From films like Apocalypse Now, Platoon, Full Metal Jacket, and Hamburger Hill I learned about “fragging,” a phenomenon of American enlisted men in the Vietnam War deliberately killing their superior officers—usually because their inexperience in leadership was a threat to the soldier’s life.
Recently the phenomenon of fragging came to mind, and I immediately thought of our fast-growth tech clients. Why?
What happens with fast-growth companies is that they hire a lot of people. Guess who become manager in those companies? Whoever existed before, more or less.
So those inexperienced and cheap people that your underfunded startup hired, are suddenly managers of your growing staff.
The Wikipedia article on fragging reports that “The rapid rotation of personnel, especially of officers who served on the average less than 6 months in command roles, decreased the stability and cohesion of military units.”
If it doesn’t, and you’re leading a growth company, my money is on you being out of touch. (It’s a pervasive issue, based on our experience. Don’t be hard on yourself.)
How much management experience does your first-level management layer have? How much leadership training have you given them? Have you surveyed your company to see how it’s going? Do you have a culture of trust? Do you really know? Seriously, I doubt you do.
The problem is that the C-level views culture based on the interaction with the next level down (think McNamara and generals in the Pentagon). But culture really is made at the interaction of the “infantrymen” and the “platoon leaders” (i.e., individual contributors and first-level management).
If you’re deploying inexperienced managers, expect them to be fragged.
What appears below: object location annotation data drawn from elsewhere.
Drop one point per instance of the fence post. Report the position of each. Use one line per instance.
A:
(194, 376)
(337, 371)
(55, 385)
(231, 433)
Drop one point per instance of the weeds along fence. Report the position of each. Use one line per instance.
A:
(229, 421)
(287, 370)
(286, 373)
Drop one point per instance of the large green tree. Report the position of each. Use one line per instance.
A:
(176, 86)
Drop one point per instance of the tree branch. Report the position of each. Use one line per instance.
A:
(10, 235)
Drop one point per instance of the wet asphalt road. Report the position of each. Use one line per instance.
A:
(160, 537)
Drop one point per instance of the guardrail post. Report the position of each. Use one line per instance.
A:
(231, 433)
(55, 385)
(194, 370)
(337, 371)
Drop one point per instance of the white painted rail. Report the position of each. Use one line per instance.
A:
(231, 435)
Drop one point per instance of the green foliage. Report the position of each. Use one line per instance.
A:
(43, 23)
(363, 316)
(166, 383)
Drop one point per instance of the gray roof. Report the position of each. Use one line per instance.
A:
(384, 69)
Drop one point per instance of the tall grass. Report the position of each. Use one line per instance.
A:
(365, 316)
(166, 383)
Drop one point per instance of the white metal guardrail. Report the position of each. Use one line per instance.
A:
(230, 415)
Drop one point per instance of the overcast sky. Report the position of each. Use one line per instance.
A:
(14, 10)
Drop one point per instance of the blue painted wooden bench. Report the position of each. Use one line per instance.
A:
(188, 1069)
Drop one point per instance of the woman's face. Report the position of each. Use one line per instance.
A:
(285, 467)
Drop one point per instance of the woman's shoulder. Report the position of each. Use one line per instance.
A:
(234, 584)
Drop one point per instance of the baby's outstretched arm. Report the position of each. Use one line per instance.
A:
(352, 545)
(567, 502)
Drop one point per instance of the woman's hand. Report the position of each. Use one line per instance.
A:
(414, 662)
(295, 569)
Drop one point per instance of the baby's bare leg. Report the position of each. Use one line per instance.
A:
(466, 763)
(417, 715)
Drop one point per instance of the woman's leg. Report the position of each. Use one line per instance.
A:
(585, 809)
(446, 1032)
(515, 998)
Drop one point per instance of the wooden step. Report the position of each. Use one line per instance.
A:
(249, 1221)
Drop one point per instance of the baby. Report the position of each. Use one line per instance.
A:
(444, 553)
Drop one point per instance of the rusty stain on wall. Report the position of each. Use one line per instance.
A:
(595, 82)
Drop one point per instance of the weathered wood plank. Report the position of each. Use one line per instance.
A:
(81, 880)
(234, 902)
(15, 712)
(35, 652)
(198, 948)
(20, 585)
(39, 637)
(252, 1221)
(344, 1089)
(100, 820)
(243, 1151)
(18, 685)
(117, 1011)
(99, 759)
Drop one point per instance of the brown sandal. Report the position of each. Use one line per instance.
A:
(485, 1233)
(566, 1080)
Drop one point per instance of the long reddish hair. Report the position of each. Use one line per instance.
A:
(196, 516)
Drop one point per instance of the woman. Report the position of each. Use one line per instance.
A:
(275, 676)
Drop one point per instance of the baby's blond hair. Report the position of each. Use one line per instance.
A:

They are not jeopardizing your employee’s lives, of course. But they are jeopardizing their career progression. And that’s worthy of figurative fragging.
And if you are deploying inexperienced managers, expect your company to be a replay of the USA’s experience in the Vietnam War: despite all the talent, strengths, and hard work—it was a failure.
How you prevent a “Vietnam War” for your company is to measure trust and provide the most-neglected first-line managers (and, really, all managers) the skills to develop high-trust relationships with their teams, so they are assets and not liabilities to career progression among the ranks.